New York jazz singer and composer Lola Danza has a background in avant-garde jazz and, before that, in classical singing. Active on the New York scene since 2007, when she arrived from Boston and Berkelee School of Music studies, the singer has immersed herself in predominantly free jazz performance. Already attracted to the idea of free improvisation in Boston, Danza  progressed to completely free expression with an album released in 2009 entitled Live Free (Evolver, 2009). The record was of a quartet live performance at Boston's Ryles Club, where Danza allowed her voice to range freely over her four octave vocal span, while her musicians followed their own collective muses as the group created long sound works that the singer left untitled and un-dubbed.

Before her move to New York and her freer experiments, however, Danza led an essentially melodic, song-based group in Boston with the unusual line-up of two double basses behind voice and trumpet. The group's gigs attracted a following, and she recorded the lyrical music they were playing (largely her own compositions) on an album of ethereal yet precise vocals pirouetting against the basses, entitled Vision Quest (Evolver, 2005).
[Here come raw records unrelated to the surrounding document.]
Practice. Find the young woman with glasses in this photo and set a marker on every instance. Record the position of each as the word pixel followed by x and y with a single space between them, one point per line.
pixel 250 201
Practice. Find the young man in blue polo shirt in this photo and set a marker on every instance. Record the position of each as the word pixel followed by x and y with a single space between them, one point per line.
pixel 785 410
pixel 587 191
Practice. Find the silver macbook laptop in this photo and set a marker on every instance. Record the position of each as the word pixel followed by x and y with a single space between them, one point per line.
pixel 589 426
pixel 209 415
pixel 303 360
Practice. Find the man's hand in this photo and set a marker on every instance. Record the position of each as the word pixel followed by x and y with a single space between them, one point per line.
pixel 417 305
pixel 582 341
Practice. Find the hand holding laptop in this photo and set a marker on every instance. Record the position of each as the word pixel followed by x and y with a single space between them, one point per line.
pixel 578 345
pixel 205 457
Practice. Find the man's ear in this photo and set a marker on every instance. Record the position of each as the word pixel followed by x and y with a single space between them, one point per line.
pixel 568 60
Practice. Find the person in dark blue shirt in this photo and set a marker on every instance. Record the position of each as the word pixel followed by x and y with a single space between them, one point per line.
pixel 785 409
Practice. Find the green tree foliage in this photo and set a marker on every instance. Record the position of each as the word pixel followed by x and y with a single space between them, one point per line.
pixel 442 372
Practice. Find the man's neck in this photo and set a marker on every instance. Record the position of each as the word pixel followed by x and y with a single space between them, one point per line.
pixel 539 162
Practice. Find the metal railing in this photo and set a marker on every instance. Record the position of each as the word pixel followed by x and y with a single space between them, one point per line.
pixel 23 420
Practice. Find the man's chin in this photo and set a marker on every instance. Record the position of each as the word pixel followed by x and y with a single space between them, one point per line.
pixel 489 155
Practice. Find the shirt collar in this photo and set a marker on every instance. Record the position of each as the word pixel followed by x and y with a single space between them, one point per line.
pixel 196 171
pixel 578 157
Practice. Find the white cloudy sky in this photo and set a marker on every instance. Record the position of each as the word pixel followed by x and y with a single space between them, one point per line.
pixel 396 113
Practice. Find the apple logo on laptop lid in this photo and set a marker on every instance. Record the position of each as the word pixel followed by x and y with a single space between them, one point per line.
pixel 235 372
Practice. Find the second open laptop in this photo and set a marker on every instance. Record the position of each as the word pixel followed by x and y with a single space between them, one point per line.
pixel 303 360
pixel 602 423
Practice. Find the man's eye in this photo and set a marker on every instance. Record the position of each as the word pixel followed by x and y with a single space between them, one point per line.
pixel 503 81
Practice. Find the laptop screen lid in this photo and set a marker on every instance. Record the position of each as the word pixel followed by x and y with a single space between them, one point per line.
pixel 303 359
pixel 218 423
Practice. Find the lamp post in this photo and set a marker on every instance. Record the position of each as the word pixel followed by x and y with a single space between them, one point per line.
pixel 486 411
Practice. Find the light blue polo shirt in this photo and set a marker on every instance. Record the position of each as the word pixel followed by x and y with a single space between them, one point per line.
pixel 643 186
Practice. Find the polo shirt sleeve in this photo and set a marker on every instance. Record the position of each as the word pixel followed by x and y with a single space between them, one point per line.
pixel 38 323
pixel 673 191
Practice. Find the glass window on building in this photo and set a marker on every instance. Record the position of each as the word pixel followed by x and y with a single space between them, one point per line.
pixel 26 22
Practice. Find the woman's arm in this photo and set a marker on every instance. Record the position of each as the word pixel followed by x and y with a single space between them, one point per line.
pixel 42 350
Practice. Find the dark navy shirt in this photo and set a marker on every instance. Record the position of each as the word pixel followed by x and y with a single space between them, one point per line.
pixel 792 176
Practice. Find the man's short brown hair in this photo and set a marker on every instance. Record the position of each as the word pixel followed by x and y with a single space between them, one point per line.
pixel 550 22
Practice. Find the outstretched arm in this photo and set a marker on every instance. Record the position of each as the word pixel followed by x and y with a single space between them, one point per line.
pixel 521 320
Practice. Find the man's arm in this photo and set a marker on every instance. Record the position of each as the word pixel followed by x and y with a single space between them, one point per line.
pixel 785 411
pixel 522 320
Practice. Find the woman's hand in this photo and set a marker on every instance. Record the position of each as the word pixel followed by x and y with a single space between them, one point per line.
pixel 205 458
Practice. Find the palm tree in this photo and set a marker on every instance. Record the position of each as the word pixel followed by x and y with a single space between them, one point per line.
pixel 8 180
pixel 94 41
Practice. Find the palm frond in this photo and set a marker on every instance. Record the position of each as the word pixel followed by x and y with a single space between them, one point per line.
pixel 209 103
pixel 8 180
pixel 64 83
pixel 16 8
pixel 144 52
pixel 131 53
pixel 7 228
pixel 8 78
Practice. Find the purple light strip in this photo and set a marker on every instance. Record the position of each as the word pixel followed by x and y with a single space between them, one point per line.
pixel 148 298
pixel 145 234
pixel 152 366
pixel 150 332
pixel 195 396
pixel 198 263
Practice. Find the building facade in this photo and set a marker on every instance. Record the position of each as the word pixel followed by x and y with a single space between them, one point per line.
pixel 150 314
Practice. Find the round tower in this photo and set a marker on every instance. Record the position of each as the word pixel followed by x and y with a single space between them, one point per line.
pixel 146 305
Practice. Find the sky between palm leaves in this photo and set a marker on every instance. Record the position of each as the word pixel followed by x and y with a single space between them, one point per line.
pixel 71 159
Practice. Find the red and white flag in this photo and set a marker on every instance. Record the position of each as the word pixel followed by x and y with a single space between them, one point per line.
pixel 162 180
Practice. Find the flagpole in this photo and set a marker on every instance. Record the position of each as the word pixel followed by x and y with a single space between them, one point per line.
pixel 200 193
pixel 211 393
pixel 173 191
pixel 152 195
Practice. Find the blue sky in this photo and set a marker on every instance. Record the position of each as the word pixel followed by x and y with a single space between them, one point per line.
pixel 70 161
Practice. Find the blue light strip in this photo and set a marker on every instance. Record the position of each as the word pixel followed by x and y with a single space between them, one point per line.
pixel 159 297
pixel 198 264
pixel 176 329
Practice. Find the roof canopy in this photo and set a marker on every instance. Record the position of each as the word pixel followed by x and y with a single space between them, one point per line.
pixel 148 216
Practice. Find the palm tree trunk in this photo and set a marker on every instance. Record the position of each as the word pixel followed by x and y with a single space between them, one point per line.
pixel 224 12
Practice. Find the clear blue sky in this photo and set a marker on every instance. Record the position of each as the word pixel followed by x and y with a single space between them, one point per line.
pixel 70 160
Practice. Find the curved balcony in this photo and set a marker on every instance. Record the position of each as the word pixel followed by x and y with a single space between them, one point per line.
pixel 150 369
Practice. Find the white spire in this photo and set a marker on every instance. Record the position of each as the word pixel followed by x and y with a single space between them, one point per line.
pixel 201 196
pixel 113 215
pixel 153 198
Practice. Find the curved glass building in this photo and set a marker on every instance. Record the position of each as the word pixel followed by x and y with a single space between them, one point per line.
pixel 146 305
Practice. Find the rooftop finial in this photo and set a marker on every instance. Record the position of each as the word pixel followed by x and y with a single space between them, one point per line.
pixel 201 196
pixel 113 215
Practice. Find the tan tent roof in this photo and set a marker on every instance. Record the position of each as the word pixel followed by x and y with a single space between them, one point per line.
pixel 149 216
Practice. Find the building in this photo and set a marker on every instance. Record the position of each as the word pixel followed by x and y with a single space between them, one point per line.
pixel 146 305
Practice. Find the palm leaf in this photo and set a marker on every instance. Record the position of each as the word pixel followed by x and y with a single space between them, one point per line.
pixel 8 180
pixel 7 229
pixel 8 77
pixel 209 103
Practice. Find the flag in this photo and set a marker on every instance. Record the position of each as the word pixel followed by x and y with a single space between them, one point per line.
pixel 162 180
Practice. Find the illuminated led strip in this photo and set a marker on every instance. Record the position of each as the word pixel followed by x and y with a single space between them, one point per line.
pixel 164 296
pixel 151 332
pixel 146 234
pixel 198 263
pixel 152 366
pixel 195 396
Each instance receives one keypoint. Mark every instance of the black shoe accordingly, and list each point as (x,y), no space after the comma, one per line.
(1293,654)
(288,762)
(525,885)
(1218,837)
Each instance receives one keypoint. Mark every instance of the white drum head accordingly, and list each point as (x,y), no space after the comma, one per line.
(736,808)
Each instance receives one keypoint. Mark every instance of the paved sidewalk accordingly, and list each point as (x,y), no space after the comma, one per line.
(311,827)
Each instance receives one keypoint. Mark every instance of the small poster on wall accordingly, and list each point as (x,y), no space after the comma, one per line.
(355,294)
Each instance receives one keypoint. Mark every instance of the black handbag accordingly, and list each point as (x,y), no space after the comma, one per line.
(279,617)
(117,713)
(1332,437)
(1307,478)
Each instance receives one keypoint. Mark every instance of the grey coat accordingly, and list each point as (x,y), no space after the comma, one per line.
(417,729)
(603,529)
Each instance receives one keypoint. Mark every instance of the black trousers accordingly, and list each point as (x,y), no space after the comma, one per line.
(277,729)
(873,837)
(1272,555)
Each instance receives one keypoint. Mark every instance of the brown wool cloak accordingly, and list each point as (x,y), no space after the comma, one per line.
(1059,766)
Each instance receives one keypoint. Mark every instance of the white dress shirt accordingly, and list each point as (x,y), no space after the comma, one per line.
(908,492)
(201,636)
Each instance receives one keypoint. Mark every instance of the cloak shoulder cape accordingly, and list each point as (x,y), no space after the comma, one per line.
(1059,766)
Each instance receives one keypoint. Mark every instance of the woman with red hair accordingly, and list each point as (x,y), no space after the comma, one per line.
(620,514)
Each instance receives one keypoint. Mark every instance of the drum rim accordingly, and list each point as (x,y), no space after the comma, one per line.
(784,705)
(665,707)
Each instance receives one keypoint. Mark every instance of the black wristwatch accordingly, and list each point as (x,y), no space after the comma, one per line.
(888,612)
Vision Quest is a substantial statement. The two bassists are John Lockwood and Garth Stevenson, and their instruments sit under and color Danza's questioning vocals. The classical-like soundscape is completed by trumpet Phil Grenadier, with occasional accordion (Todd Marston) and percussion (the legendary Boston figure Nat Mugavero). Danza was inspired to write the music by a relationship breakdown, and the titles of some of the songs trace the subject. Finding solace in the creation of music (the best reaction to such events), Danza created a personable masterpiece.

Lyrical and softly murmuring trumpet begins the album on "The Unheard Song," then Danza's voice, enunciating wordless vocals, joins the elegant and reflective melody. The attractive theme plays until a free passage with basses and trumpet, which settles into the theme as the trumpet percolates variations on it. Danza brings in the main tune again. Finally, a bass sits on the dominant until the piece fades to the accompaniment of a rocking bass figure until the resolution. It has a unique title, which perhaps asks, "What was heard, and what did I miss—should I listen again in case part of the message escaped me?"

Danza's individualistic take on Radiohead's "Motion Picture Soundtrack" is the second track, and it is probably better then the original by the British band. Radiohead writes interesting music, and have even seen an entire album of classical versions of its tunes in an arrangement written and recorded superbly by Christopher O'Riley. Danza communicates the tune by, again, wordless vocals, set over the ticking of a movie projector and an accordion. Without words in the way, the tune really bounces across, emphasizing the ultimate hegemony of music over words in music. Though Radiohead's lyrics are thought-provoking, its song titles are probably really the thing to focus on, and of course the music. Danza's version enables the music to be absorbed, and the music is the real point of this composition.

As a composer, that is Danza's ultimate focus. This version is more potent than the original, or, as a catch-phrase of Monty Python once said, "It makes you think." At over five minutes, there is plenty of variation.

The third track is entitled "JKL," for bassist Lockwood. He begins the haunting music solo and is soon joined by his co-bassist Stevenson. Danza's voice enters, and sets up the high and long arc of the piece—it is well over seven minutes in length— with quasi-Asian quasi-Bjork statements. This tune is the first of the longer free improvisations on the album, but there is no meandering. The intense focus is maintained throughout, mainly by Danza's tuneful and meaningful melodic fragments and longer lines. She gives the impression of speaking, yet the notes are still wordless.

Midway, the interaction between voice and bass sounds like a conversation. Arco bass joins to carry the music to a new locale, and in its finale Danza relaxes into a kind of reflective commentary on what has gone before. The tune is now revealed to be a binary piece. The instruments, which of course include Danza's voice, fade to leave thought-provoking space, silence.

As if to explain the music so far, Danza's fourth track is a cover of Beck's "It's All In Your Mind," from his Sea Changes (Geffen, 2002) album. Danza says that she found a lot in this Beck album, and notes that a surprise relationship breakup was also behind his record, just as it was the trigger for hers.